Curiosità: Justin Rosenstein, l’ingegnere che portò i like su Facebook, nel 2017, è uscito dai social e s’è pentito dell’invenzione: «Il “mi piace” m’ispirava ottimismo, ma si è rivelato uno pseudopiac­ere», confessò.

Non mancano i motivi per tenersi i like. Come dice lo psichiatra Tonino Cantelmi, docente di Cyberpsico­logia all’università europea di Roma, «Instagram è il più narcisisti­co fra i social e, se non saprà più stimolare il narcisismo digitale, sarà soppiantat­o da altri social». Cantelmi, in uscita per Franco Angeli con «Amore Tecnoliqui­do», spiega: «Il nostro cervello è plastico e si è già adattato. Viviamo la mutazione antropolog­ica più grande dall’avvento della scrittura e non si torna indietro. Bisogna imparare ad accettare anche le umiliazion­i digitali».

La novità non spaventa chi sui like ha creato imperi. Dice Elena Dominique Midolo, Ceo di Cliomakeup, sette milioni di follower: «Per i big player non cambia nulla: gli inserzioni­sti guardano più l’engagement. Il like nascosto, semmai, tocca gli emergenti: come per strada la gente è attratta dal capannello, così sui social mette il like dove ce ne sono già tanti».

I like sono desueti anche per Marco Montemagno, imprendito­re e divulgator­e tech con tre milioni di follower: «Sono stati introdotti quando non c’erano miliardi di persone sui social. Ormai, sono incentivi a contenuti estremi». Il suo motto è: «Se i contenuti funzionano, lo misuri da come reagisce la community. Io non conto i like, ma Lavorabili­ty, il libro che ho autoprodot­to per dimostrare che grazie ai social si può essere indipenden­ti, è il più venduto online».
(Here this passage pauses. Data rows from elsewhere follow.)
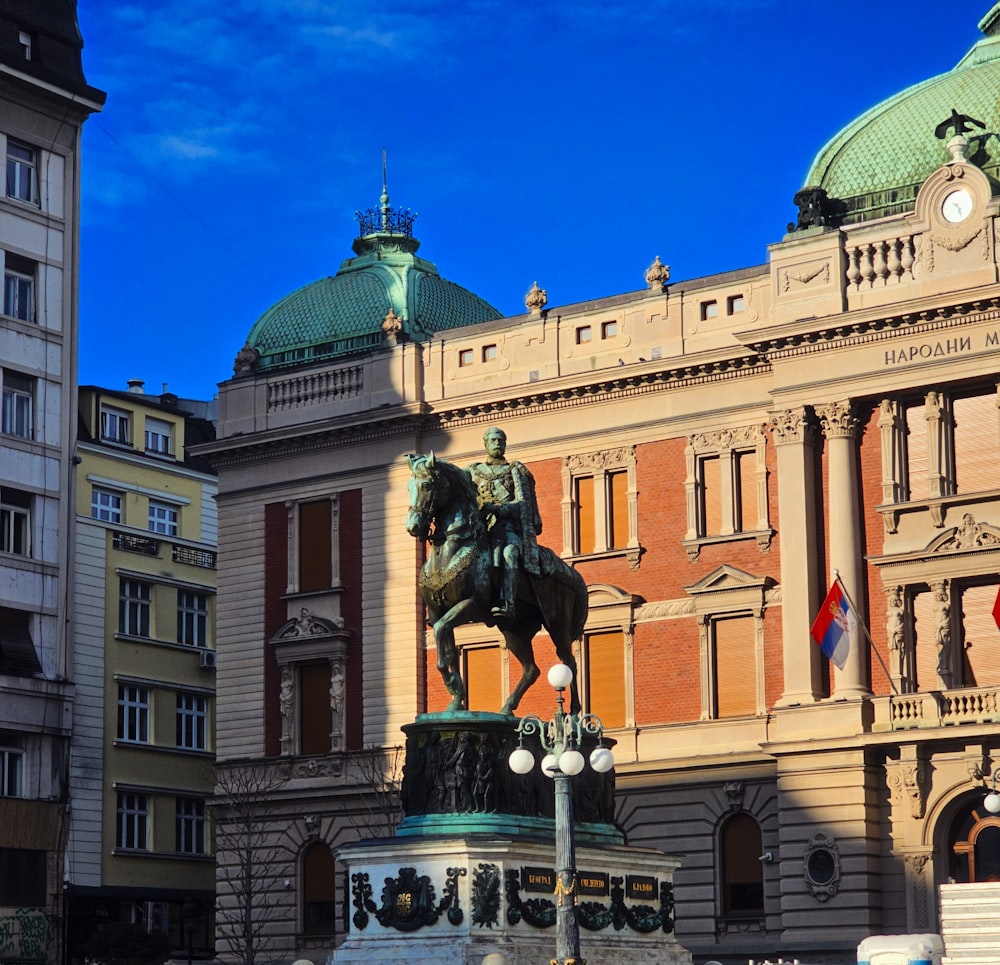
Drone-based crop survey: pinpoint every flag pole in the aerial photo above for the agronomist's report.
[833,569,899,697]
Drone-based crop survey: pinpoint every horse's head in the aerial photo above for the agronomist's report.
[406,452,448,539]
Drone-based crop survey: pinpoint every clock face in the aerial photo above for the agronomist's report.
[941,188,973,224]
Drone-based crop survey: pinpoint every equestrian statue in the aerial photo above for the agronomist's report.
[406,427,587,715]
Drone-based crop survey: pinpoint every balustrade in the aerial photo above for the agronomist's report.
[844,235,920,291]
[267,365,364,412]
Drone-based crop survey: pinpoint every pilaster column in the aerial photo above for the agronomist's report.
[770,406,822,707]
[816,399,871,698]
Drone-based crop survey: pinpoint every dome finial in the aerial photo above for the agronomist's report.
[379,148,392,231]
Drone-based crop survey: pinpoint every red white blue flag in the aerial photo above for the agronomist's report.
[809,577,860,670]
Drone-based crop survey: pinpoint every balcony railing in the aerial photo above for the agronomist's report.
[172,545,216,570]
[875,687,1000,730]
[111,533,160,556]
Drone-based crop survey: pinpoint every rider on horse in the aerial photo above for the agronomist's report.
[469,426,542,619]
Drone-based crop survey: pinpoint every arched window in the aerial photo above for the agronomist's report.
[719,813,764,917]
[948,795,1000,884]
[302,841,336,935]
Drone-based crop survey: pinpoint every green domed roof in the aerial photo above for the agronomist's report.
[805,3,1000,222]
[241,193,501,372]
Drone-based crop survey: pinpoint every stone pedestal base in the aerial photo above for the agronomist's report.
[330,834,692,965]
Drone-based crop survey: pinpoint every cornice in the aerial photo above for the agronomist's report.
[733,294,1000,361]
[199,354,770,470]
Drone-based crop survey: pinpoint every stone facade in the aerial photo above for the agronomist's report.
[203,17,1000,965]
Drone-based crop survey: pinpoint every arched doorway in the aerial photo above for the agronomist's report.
[948,794,1000,884]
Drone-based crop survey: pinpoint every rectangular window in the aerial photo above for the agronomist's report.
[0,736,24,797]
[118,579,153,637]
[146,416,173,456]
[177,694,208,751]
[463,647,504,712]
[90,486,122,523]
[575,476,597,553]
[177,590,208,647]
[733,452,757,533]
[952,392,1000,495]
[299,663,333,754]
[7,138,38,204]
[118,684,149,744]
[607,472,629,550]
[101,407,132,446]
[584,630,625,727]
[712,617,757,717]
[299,499,333,591]
[0,848,48,908]
[115,791,149,851]
[0,486,31,556]
[149,499,177,536]
[0,369,35,439]
[177,797,208,854]
[698,456,722,536]
[3,254,35,322]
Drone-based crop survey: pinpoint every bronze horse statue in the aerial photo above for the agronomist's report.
[406,452,588,715]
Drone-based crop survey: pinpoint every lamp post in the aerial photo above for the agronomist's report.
[508,663,615,965]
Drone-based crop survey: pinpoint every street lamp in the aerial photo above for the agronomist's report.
[507,663,615,965]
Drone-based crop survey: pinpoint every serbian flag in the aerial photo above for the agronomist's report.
[809,578,858,670]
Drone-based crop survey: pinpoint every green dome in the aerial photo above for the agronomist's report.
[805,3,1000,223]
[241,201,501,372]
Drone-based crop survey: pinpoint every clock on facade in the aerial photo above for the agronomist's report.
[941,188,974,224]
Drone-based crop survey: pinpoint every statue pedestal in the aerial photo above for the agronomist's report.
[331,832,692,965]
[330,711,691,965]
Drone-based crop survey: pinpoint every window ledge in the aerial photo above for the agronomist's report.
[681,527,774,563]
[875,489,1000,535]
[563,546,646,570]
[112,737,215,761]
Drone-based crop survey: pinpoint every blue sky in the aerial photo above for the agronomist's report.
[78,0,990,398]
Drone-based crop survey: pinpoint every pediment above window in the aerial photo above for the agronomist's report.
[684,563,775,614]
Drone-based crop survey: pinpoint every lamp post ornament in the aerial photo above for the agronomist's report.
[508,663,615,965]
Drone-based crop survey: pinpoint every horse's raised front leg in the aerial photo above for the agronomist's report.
[433,600,473,710]
[500,630,541,717]
[556,640,581,714]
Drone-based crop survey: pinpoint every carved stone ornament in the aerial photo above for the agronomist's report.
[782,261,830,292]
[768,407,815,446]
[816,399,860,439]
[565,446,635,473]
[889,760,930,820]
[928,513,1000,553]
[802,832,840,901]
[382,308,403,342]
[722,781,746,811]
[524,281,549,315]
[646,255,670,291]
[233,344,260,375]
[688,425,764,452]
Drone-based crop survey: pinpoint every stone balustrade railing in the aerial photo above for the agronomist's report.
[874,687,1000,731]
[844,234,920,292]
[267,365,364,412]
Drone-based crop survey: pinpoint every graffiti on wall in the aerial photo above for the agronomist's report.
[0,908,52,961]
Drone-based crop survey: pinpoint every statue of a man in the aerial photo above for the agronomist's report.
[469,426,542,619]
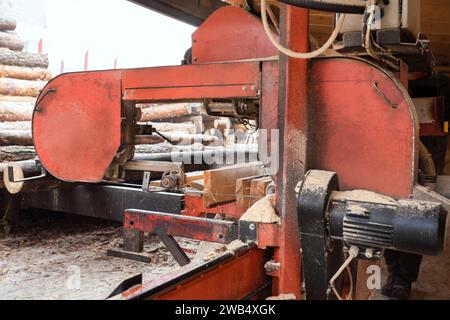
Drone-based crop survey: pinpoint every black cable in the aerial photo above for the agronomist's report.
[279,0,366,14]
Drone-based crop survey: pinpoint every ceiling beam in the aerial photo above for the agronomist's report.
[128,0,226,26]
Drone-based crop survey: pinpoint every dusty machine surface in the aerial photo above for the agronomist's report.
[0,0,449,300]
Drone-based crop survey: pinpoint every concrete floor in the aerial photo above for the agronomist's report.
[0,213,450,300]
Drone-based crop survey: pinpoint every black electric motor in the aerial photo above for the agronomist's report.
[297,170,447,299]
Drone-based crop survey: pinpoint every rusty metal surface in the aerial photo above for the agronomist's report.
[308,58,418,198]
[120,246,270,300]
[182,193,247,219]
[128,0,226,26]
[122,62,260,101]
[192,6,278,64]
[33,71,121,182]
[274,6,309,299]
[123,210,237,243]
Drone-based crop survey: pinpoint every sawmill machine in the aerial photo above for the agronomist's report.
[4,0,448,299]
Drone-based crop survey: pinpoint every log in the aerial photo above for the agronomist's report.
[250,177,272,206]
[135,132,218,145]
[0,17,17,31]
[0,130,33,146]
[0,146,36,162]
[236,175,264,208]
[203,163,262,208]
[0,78,46,97]
[0,49,49,69]
[139,103,197,122]
[0,31,24,51]
[0,65,52,81]
[138,122,196,133]
[0,97,34,122]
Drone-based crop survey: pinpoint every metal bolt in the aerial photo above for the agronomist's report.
[364,248,373,259]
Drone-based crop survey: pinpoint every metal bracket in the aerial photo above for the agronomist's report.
[155,228,191,266]
[8,160,47,183]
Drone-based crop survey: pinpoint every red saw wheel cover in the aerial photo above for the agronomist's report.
[33,71,121,183]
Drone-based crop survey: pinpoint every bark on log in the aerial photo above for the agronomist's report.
[0,31,24,51]
[0,18,17,30]
[0,49,49,69]
[136,133,218,145]
[139,122,195,133]
[0,97,35,122]
[139,103,196,122]
[0,146,36,162]
[0,65,52,81]
[0,130,33,146]
[0,78,46,97]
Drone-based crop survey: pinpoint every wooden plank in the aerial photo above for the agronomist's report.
[191,179,205,191]
[150,171,203,187]
[249,177,272,206]
[236,175,263,208]
[203,162,262,208]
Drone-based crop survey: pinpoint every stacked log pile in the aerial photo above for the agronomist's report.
[0,17,52,162]
[136,103,253,153]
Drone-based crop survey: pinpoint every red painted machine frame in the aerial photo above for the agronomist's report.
[33,6,418,299]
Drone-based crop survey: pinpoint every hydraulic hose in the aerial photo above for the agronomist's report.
[261,0,345,59]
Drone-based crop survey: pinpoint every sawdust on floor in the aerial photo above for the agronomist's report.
[0,212,199,300]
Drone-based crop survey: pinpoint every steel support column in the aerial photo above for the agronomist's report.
[274,6,309,299]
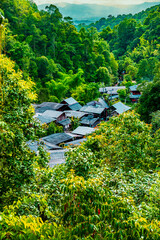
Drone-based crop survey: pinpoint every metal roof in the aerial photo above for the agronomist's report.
[69,103,82,111]
[129,85,138,91]
[64,138,87,146]
[80,105,105,115]
[35,102,67,113]
[58,118,71,126]
[72,126,95,136]
[80,115,99,127]
[64,110,86,118]
[113,102,131,114]
[99,86,126,94]
[42,110,63,118]
[42,133,73,145]
[98,98,109,108]
[62,97,77,105]
[35,115,56,124]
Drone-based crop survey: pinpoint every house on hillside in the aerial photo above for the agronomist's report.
[41,110,66,122]
[33,102,70,113]
[80,115,100,128]
[80,105,107,119]
[72,126,95,137]
[57,118,71,131]
[42,133,74,145]
[61,97,82,111]
[34,114,56,125]
[109,102,131,116]
[99,86,126,100]
[129,85,141,103]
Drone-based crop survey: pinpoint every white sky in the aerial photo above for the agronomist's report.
[34,0,160,5]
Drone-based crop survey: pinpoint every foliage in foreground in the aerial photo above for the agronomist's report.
[0,113,160,240]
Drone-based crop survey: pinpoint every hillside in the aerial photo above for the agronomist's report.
[0,0,160,240]
[38,2,159,23]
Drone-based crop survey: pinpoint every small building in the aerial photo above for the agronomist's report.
[64,110,88,119]
[33,102,70,113]
[61,97,82,111]
[42,133,74,145]
[41,110,66,122]
[99,86,126,100]
[129,85,141,103]
[109,102,131,116]
[57,118,71,131]
[80,105,107,119]
[34,114,57,125]
[80,115,100,128]
[64,138,87,147]
[72,126,95,137]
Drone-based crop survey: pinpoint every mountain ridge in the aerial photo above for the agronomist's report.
[38,2,160,21]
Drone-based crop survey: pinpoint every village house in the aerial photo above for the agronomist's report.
[61,97,82,111]
[33,102,70,113]
[41,110,66,122]
[129,85,141,103]
[99,86,126,100]
[108,102,131,117]
[80,105,107,120]
[72,126,95,137]
[80,115,100,128]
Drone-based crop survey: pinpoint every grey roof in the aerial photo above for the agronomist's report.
[129,94,141,99]
[64,138,87,146]
[42,110,63,118]
[108,95,119,100]
[80,115,99,126]
[26,140,61,153]
[72,126,95,136]
[69,103,82,111]
[113,102,131,114]
[35,115,56,124]
[26,140,49,153]
[129,85,138,91]
[42,133,73,145]
[81,105,105,115]
[64,110,86,118]
[99,86,126,95]
[34,102,67,113]
[98,98,109,108]
[62,97,77,105]
[58,118,71,126]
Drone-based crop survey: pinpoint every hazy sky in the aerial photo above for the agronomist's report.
[34,0,160,5]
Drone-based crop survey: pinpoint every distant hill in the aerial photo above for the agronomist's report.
[38,2,160,23]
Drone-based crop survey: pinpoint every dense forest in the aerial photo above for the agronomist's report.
[0,0,160,240]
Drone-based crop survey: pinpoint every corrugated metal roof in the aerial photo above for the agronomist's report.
[42,110,63,118]
[98,98,109,108]
[58,118,71,126]
[80,105,105,115]
[99,86,126,94]
[42,133,73,145]
[35,102,67,113]
[35,115,56,124]
[69,103,82,111]
[72,126,95,136]
[129,85,138,91]
[80,115,99,127]
[64,138,87,146]
[62,97,77,105]
[64,110,86,118]
[113,102,131,114]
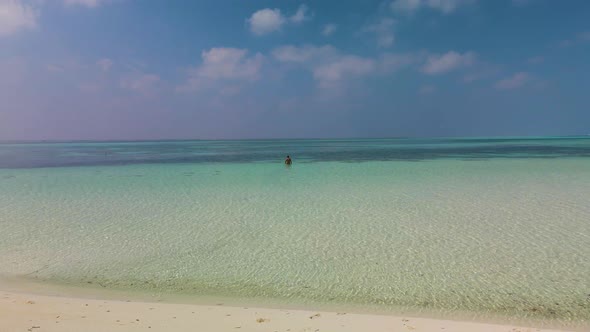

Il «m’ama non m’ama» incalza e per Mosseri è più che un tema di coscienza... Prima, era il supervisor­e del feed di notizie di Facebook e, se è stato Mark Zuckerberg a rispondere al Congresso Usa delle accuse di disinforma­zione, internamen­te, fu messo sotto torchio lui. Poi, è passato a Instagram, acquisita da Facebook nel 2012. E ora non può permetters­i di sbagliare.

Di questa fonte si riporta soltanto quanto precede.